All models are adjusted for age, gender, BMI, specialty, and cohort. P-values are obtained from likelihood ratio tests.

^

Also adjusted for hours of patient care in the month.

p-value<0.001

*

p-value=0.001.

Table 5.

The adjusted association between increasing weekly work hours and adverse safety outcomes.

Weekly Work Hours
≤60 >60 & ≤70 >70 & ≤80 >80 p-valuve
Crashes Ref 1.14 (0.97–1.33) 1.17 (1.00–1.37) 1.42 (1.20–1.68) <0.001
Crashes leaving work Ref 1.51 (1.16–1.95) 1.56 (1.21–2.01) 2.12 (1.64–2.76) <0.001
Near-crashes Ref 1.35 (1.27–1.45) 1.59 (1.50–1.70) 2.30 (2.14–2.47) <0.001
Occupational Exposures Ref 1.27 (1.15–1.41) 1.66 (1.52–1.82) 1.99 (1.80–2.19) <0.001
Percutaneous Injuries Ref 1.15 (0.98–1.36) 1.41 (1.22–1.64) 1.78 (1.53–2.07) <0.001
Attentional Failures Ref 1.39 (1.34–1.43) 1.70 (1.65–1.75) 2.27 (2.20–2.35) <0.001

All models are adjusted for age, gender, BMI, specialty, and cohort. P-values are obtained from likelihood ratio tests

DISCUSSION

The 2011 ACGME work-hour restrictions were followed by marked improvements in resident safety. Residents reported lower rates of motor vehicle crashes on the commute, occupational exposures (including percutaneous injuries), and attentional failures. Following the policy change to eliminate extended-duration shifts in first-year resident physicians, average weekly work hours were reduced and nightly sleep duration increased. However, despite fears that the policy would limit hands-on training, reported hours spent in patient care remained unchanged.

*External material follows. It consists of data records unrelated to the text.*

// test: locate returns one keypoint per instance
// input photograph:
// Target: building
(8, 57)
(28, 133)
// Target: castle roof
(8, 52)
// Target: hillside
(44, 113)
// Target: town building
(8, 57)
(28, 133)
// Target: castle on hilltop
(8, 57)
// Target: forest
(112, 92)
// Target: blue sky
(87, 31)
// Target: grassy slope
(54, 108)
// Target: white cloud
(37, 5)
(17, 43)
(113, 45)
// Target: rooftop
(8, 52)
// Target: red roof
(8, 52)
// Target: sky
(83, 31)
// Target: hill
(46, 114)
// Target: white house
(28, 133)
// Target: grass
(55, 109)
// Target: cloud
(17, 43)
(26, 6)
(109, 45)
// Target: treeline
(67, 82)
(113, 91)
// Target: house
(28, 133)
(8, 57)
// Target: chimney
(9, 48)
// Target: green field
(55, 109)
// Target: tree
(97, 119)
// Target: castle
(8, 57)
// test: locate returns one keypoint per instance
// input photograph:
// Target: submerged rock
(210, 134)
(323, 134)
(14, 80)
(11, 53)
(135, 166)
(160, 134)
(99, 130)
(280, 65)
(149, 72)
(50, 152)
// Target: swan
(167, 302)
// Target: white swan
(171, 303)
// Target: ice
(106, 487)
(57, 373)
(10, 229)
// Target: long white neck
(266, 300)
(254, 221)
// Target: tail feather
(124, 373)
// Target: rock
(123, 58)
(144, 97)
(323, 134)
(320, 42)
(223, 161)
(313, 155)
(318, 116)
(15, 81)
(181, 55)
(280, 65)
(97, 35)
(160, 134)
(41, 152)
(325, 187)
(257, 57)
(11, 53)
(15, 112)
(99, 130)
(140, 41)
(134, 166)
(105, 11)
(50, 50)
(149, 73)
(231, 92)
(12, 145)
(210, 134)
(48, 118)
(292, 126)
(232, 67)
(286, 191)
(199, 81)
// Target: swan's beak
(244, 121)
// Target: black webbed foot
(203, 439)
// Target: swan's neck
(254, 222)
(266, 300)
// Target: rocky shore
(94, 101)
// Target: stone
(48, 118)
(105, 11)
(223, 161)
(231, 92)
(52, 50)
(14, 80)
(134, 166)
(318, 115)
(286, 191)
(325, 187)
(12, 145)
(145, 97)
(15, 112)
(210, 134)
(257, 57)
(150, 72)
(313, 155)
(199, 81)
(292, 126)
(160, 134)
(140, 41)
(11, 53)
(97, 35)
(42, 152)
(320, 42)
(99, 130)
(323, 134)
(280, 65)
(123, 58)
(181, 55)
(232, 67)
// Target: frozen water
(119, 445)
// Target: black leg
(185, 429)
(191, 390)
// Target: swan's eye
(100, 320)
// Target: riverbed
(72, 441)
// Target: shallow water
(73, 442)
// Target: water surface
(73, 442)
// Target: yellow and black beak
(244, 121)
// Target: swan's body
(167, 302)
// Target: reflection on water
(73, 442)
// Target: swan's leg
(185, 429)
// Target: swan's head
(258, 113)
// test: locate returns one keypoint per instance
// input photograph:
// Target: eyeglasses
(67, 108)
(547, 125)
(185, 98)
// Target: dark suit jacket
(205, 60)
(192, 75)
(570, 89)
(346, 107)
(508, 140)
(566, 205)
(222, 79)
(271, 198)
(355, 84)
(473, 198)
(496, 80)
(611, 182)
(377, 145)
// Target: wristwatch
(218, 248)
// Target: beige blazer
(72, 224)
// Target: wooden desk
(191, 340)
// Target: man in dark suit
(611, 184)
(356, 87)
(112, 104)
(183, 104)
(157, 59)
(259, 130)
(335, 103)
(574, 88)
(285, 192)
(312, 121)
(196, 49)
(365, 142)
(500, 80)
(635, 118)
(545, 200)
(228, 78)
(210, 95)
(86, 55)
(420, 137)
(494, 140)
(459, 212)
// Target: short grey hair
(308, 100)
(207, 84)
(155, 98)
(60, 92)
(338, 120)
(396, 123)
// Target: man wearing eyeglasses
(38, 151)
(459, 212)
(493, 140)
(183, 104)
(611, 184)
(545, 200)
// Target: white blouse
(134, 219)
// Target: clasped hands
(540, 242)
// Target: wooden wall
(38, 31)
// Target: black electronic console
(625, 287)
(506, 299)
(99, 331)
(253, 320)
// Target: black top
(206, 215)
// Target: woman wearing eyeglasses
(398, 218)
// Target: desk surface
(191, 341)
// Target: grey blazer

Nationwide regulations that limited weekly work hours for residents and prohibited extended duration shifts were followed by improved safety. As reported elsewhere, compliance with the policy was not universal, (25, 26) and randomized trials of flexible hours permitted training programs at some institutions to exceed existing work hour limitations.(6, 8) Participants in both cohorts reporting exceeding 80 weekly work hours and working extended duration shifts. Sleep was obtained less frequently during extended duration shifts after the policy change, with a nearly 4-fold increase in the proportion of extended duration shifts without sleep (30% vs. 8%). The work hour limitations were not accompanied by an increased census of residency slots, which may have contributed to workload compression and reduced opportunity for sleep on-shift.(27) Independent of whether extended duration shifts were worked before or after the policy change, they were associated with significantly increased risk of adverse outcomes. Extended-duration shifts and prolonged weekly work hours were independent risk factors that acted synergistically to increase the risk of adverse outcomes. These findings are particularly important now, since the 2017 ACGME guidelines lifted the restrictions on extended duration shifts and again permit shifts of 24–28 consecutive hours of work for first-year resident physicians.(28) Several aspects of this issue, including physician safety, have been under-represented in the work hours debate. The pursuit of resident-physician work hours that are safe for patients and providers deserves further, more comprehensive, investigation.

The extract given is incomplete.